Article Text

  1. K. Obunai,
  2. D. Misra,
  3. P. Schweitzer
  1. Beth Israel Medical Center, New York


Introduction Several case series of transient left ventricular apical ballooning syndrome, also known as Tako-Tsubo cardiomyopathy, have been reported predominantly in the Japanese population. We present a white female patient with Tako-Tsubo cardiomyopathy in whom profoundly decreased glucose utilization was observed.

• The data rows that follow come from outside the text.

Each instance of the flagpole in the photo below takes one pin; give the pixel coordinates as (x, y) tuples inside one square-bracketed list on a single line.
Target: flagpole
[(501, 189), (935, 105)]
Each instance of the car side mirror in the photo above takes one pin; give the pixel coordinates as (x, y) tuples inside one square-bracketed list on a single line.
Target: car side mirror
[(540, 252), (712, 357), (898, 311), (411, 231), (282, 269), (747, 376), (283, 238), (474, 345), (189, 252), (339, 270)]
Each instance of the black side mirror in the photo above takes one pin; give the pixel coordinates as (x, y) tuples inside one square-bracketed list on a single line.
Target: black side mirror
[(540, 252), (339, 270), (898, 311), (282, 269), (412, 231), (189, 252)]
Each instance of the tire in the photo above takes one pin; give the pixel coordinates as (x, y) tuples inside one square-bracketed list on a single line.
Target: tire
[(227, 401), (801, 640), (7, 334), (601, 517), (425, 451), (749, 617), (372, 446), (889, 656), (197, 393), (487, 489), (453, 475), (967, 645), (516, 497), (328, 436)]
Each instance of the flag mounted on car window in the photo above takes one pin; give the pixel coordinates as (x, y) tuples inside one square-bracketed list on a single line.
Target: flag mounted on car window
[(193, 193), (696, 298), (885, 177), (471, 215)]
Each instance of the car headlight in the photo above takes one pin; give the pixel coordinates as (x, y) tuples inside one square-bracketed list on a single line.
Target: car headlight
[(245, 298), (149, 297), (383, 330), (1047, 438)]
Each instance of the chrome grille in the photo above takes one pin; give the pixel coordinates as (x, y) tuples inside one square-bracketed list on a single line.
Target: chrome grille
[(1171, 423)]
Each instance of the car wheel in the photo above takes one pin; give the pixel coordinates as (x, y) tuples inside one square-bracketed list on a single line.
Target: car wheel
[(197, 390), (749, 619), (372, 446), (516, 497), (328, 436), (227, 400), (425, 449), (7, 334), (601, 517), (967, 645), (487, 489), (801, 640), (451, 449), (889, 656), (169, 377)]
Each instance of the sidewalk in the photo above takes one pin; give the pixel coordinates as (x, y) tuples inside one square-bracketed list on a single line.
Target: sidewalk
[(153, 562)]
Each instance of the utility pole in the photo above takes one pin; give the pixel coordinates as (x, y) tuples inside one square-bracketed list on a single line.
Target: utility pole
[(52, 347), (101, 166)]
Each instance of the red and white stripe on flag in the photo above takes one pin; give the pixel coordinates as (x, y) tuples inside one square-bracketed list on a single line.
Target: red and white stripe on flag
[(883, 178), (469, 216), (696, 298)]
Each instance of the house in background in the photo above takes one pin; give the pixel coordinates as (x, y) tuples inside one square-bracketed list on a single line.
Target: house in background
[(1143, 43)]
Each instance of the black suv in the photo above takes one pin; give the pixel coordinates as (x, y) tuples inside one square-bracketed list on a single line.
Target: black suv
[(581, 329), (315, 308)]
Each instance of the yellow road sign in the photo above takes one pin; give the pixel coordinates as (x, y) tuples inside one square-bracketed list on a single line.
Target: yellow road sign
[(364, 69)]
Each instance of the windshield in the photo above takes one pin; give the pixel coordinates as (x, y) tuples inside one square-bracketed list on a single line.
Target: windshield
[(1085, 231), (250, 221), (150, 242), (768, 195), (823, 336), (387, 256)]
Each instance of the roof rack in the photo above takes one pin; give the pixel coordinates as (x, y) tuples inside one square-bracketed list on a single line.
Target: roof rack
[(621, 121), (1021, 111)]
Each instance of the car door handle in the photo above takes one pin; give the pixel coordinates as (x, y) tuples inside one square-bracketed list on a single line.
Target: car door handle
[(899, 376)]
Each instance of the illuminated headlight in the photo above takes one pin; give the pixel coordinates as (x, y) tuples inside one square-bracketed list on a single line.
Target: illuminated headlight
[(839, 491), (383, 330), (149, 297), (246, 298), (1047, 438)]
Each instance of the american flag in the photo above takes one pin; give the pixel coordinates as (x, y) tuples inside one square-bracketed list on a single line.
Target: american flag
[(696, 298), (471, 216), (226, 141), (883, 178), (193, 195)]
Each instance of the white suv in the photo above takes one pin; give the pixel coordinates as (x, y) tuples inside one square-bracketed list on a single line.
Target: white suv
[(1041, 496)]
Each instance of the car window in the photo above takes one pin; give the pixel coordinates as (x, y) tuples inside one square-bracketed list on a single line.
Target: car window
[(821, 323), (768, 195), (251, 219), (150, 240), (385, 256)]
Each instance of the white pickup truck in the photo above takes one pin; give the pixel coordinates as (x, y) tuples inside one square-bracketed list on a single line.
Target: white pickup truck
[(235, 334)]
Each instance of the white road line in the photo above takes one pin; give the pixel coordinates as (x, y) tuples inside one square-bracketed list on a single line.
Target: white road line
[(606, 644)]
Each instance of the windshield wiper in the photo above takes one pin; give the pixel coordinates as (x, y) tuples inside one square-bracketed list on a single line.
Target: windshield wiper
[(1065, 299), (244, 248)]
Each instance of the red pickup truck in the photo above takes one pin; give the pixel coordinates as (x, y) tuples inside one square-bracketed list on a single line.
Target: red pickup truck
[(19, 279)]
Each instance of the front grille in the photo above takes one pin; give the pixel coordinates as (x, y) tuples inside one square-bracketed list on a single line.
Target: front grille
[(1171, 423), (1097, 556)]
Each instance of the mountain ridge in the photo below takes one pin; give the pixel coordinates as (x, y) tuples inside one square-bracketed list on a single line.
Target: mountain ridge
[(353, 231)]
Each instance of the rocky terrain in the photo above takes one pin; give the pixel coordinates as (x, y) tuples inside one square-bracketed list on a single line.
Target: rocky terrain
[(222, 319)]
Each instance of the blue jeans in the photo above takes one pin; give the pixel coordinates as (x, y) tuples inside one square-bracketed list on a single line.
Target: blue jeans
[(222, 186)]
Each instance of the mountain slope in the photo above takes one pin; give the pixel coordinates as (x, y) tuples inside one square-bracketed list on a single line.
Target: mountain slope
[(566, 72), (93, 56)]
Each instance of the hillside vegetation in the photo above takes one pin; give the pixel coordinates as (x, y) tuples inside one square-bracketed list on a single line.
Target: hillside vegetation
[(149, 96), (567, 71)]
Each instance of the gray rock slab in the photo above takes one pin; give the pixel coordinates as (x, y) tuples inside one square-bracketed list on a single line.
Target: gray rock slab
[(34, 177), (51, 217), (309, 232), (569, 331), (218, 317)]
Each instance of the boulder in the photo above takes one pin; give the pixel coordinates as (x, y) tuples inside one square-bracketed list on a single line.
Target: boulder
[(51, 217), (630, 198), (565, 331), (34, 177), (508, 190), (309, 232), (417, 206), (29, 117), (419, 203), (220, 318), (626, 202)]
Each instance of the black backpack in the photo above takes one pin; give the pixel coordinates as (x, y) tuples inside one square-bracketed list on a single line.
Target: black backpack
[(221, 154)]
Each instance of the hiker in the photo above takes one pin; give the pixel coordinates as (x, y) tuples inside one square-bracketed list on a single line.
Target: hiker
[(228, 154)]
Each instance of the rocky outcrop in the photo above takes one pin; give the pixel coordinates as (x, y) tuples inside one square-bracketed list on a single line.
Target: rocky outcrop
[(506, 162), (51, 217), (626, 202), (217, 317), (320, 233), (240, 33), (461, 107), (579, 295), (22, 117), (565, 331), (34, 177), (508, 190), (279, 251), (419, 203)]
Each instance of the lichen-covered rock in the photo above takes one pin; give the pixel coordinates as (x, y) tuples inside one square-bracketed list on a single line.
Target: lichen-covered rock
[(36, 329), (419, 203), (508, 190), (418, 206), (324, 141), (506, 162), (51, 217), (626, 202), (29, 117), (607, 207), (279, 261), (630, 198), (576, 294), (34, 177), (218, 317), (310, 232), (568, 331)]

Case Report A 52-year-old female with no previous cardiac history was brought to the emergency room twelve hours after the acute onset of chest pain and shortness of breath, which were triggered by an emotional argument with her husband. On arrival, her blood pressure was 77/50 mm Hg and heart rate was 88 beats/min. Jugular venous distention was appreciated in the sitting position and respiratory crackles were heard in bilateral lung fields. Electrocardiogram revealed mild ST elevation in leads II, III, aVF with diffuse T wave inversion. A chest radiograph was consistent with bilateral pulmonary parenchymal congestion. Emergent coronary angiography revealed normal coronary arteries. Left ventriculography showed distal anterior, apical and distal inferior akinesis with hyperkinesis of the remaining walls (Figures). Her serum troponin T was mildly elevated at 0.64 ng/mL. Over the next three days, she showed a marked clinical improvement with resolution of heart failure. Metabolic imaging with positron emission tomography (PET) revealed markedly reduced fluorine-18 fluorodeoxyglucose (FDG) uptake in the akinetic apical wall with relatively normal perfusion. Echocardiography was repeated three months later, which showed normalization of left ventricular wall motion. Repeat PET imaging revealed marked improvement of FDG uptake in the apical wall.